I didn’t go out protesting again. It’s intimidating, man. Getting your head beat in by a cop at a protest, that will take it out of you. 

I knew right away that I wanted to report this. My mom was very hesitant because she knew how police officers can be and how police officers treat their own — and not only would it be ineffective, but that there might be some kind of retaliation against us for speaking out against a police officer like this. But, I felt like this was important. How many people don’t report police for bad behavior?

I never saw the officer's face. I couldn’t get a badge number. My brain was scrambled in the moment too, so I barely remember who I was talking to — anyone’s name from that night. I had accepted the fact that nothing may come out of this.

Many, many months passed. It was a year and maybe a month or two before we heard from the DOJ. When they told me that they found the guy, first of all I was surprised; I couldn’t provide a name, and I could barely provide a description because all the cops looked the same in their riot gear.

I was gracefully allowed to speak before the court the other day, and the thing I touched upon was how Cory Evans had taken my voice: In a way, he had intimidated me, he had scared me. Even now, I’m hesitant to use my First Amendment rights, I am nervous about maybe joining another protest in the future. And I might not get so lucky next time. I don’t know if what happened that night happened to me again if I’d be alive afterwards.

His attack on me was a deliberate attempt to hurt someone. I can’t tell you why he did it. Don't tell me that people are falsely surrendering. Where is the evidence of that happening? What did I do prior to that to insinuate that I was going to hurt you? I had been on my knees well before you approached me. I think that’s bull crap.
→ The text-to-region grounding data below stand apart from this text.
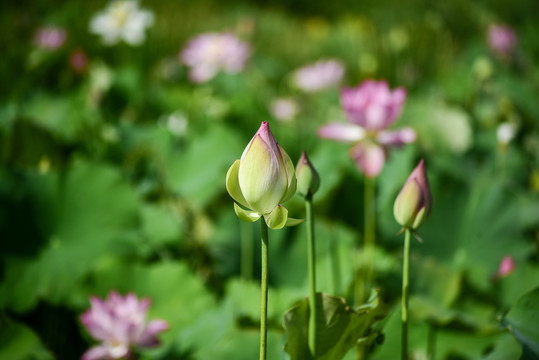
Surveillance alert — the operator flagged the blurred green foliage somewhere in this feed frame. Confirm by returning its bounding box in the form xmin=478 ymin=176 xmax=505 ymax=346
xmin=0 ymin=0 xmax=539 ymax=360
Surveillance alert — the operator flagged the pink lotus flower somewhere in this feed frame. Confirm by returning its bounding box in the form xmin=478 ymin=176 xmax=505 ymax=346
xmin=180 ymin=33 xmax=249 ymax=83
xmin=496 ymin=255 xmax=517 ymax=278
xmin=293 ymin=60 xmax=344 ymax=92
xmin=488 ymin=25 xmax=517 ymax=56
xmin=318 ymin=80 xmax=416 ymax=177
xmin=80 ymin=291 xmax=168 ymax=360
xmin=34 ymin=26 xmax=67 ymax=50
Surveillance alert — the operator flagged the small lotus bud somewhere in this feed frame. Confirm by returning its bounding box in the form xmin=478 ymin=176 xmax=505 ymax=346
xmin=227 ymin=121 xmax=296 ymax=215
xmin=393 ymin=160 xmax=432 ymax=230
xmin=296 ymin=151 xmax=320 ymax=197
xmin=497 ymin=255 xmax=516 ymax=278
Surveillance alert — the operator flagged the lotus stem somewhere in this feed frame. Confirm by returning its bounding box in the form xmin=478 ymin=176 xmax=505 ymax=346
xmin=305 ymin=195 xmax=317 ymax=359
xmin=260 ymin=219 xmax=268 ymax=360
xmin=401 ymin=228 xmax=411 ymax=360
xmin=240 ymin=221 xmax=254 ymax=281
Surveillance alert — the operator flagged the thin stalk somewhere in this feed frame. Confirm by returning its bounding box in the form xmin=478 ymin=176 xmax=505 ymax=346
xmin=240 ymin=221 xmax=254 ymax=281
xmin=354 ymin=178 xmax=376 ymax=360
xmin=329 ymin=226 xmax=341 ymax=294
xmin=427 ymin=322 xmax=438 ymax=360
xmin=305 ymin=195 xmax=317 ymax=359
xmin=401 ymin=228 xmax=411 ymax=360
xmin=362 ymin=178 xmax=376 ymax=301
xmin=260 ymin=219 xmax=268 ymax=360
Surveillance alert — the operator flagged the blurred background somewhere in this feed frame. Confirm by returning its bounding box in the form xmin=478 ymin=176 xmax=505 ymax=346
xmin=0 ymin=0 xmax=539 ymax=360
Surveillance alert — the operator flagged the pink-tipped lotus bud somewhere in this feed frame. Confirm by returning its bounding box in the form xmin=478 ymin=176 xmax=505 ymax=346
xmin=393 ymin=160 xmax=432 ymax=230
xmin=497 ymin=255 xmax=516 ymax=278
xmin=227 ymin=121 xmax=296 ymax=215
xmin=296 ymin=151 xmax=320 ymax=197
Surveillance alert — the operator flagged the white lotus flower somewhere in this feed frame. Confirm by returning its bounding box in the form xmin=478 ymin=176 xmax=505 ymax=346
xmin=90 ymin=0 xmax=154 ymax=46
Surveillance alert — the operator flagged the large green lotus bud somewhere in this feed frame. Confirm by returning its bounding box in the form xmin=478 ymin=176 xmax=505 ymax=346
xmin=393 ymin=160 xmax=432 ymax=230
xmin=296 ymin=151 xmax=320 ymax=197
xmin=226 ymin=121 xmax=296 ymax=220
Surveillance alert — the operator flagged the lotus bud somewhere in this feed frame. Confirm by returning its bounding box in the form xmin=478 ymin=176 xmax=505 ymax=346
xmin=497 ymin=255 xmax=516 ymax=278
xmin=393 ymin=160 xmax=432 ymax=230
xmin=296 ymin=151 xmax=320 ymax=197
xmin=226 ymin=121 xmax=296 ymax=217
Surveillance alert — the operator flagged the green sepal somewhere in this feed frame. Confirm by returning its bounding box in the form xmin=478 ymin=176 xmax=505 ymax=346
xmin=393 ymin=179 xmax=423 ymax=229
xmin=277 ymin=144 xmax=297 ymax=203
xmin=412 ymin=207 xmax=428 ymax=229
xmin=264 ymin=205 xmax=288 ymax=230
xmin=284 ymin=218 xmax=305 ymax=227
xmin=226 ymin=160 xmax=249 ymax=208
xmin=234 ymin=203 xmax=260 ymax=222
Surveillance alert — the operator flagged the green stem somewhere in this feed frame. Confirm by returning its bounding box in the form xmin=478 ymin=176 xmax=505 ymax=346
xmin=305 ymin=195 xmax=317 ymax=359
xmin=260 ymin=218 xmax=268 ymax=360
xmin=362 ymin=178 xmax=376 ymax=301
xmin=427 ymin=322 xmax=438 ymax=360
xmin=401 ymin=228 xmax=411 ymax=360
xmin=240 ymin=221 xmax=254 ymax=281
xmin=329 ymin=225 xmax=341 ymax=294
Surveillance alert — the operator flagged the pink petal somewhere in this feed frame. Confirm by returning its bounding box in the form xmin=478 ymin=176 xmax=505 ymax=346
xmin=318 ymin=123 xmax=365 ymax=143
xmin=376 ymin=127 xmax=416 ymax=146
xmin=350 ymin=141 xmax=386 ymax=178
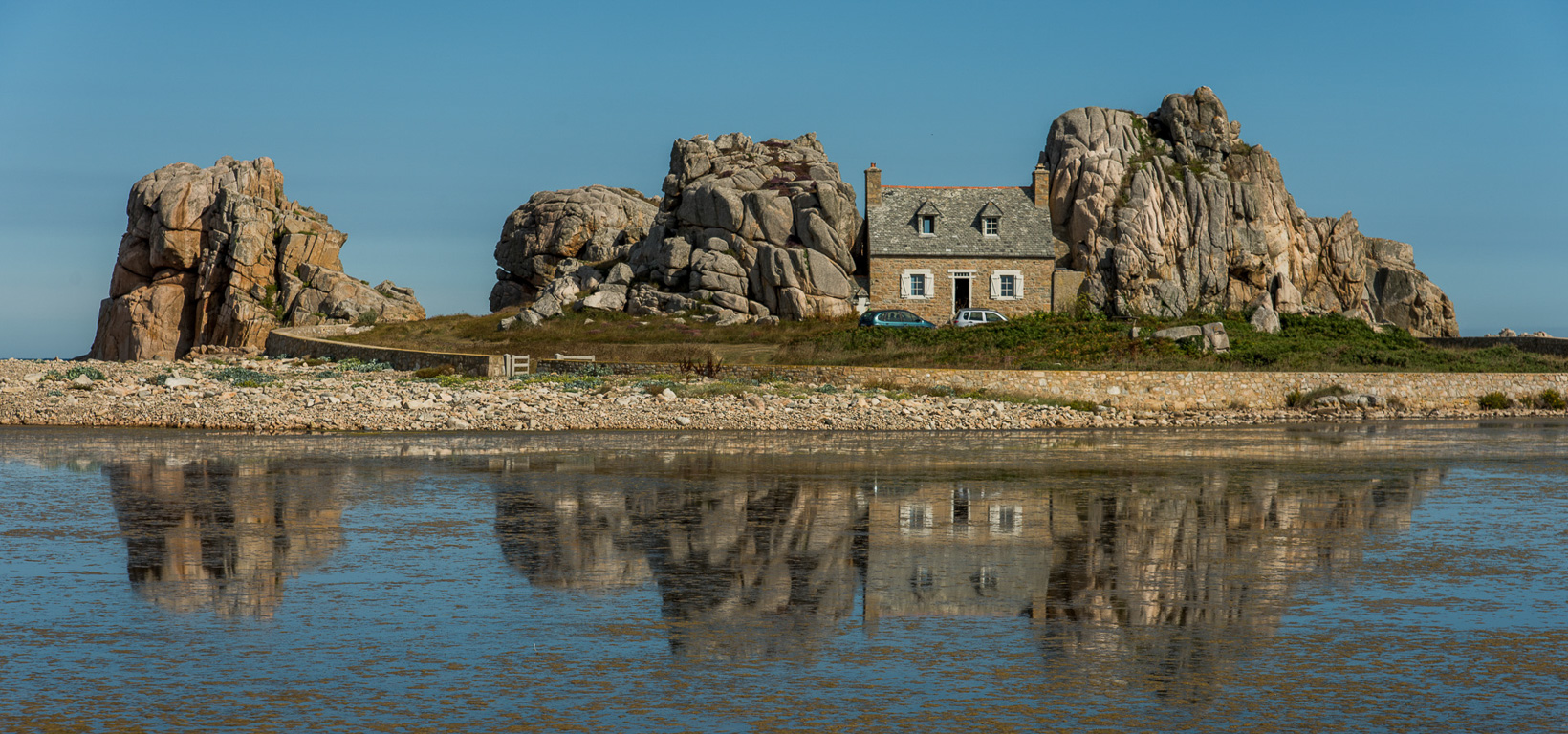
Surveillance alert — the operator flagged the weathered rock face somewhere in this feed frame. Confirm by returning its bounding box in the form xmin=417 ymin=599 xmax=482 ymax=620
xmin=490 ymin=185 xmax=659 ymax=311
xmin=490 ymin=133 xmax=864 ymax=325
xmin=91 ymin=155 xmax=425 ymax=360
xmin=1041 ymin=86 xmax=1458 ymax=335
Honestly, I’m pretty satisfied with the sentencing. Obviously, I would have wanted a full sentence — like if he had gotten 10 years, I wouldn't have been upset. But I am satisfied. I wasn't expecting him to serve any kind of jail time. I was really nervous that he was only going to get probation. I think he’s getting the punishment that he needs. 

Part of the thing I was out protesting for was to see if the justice system works. And I think here, in my case, it did. I think this is a great example of what our justice system can stand for and why it can be one of the best things.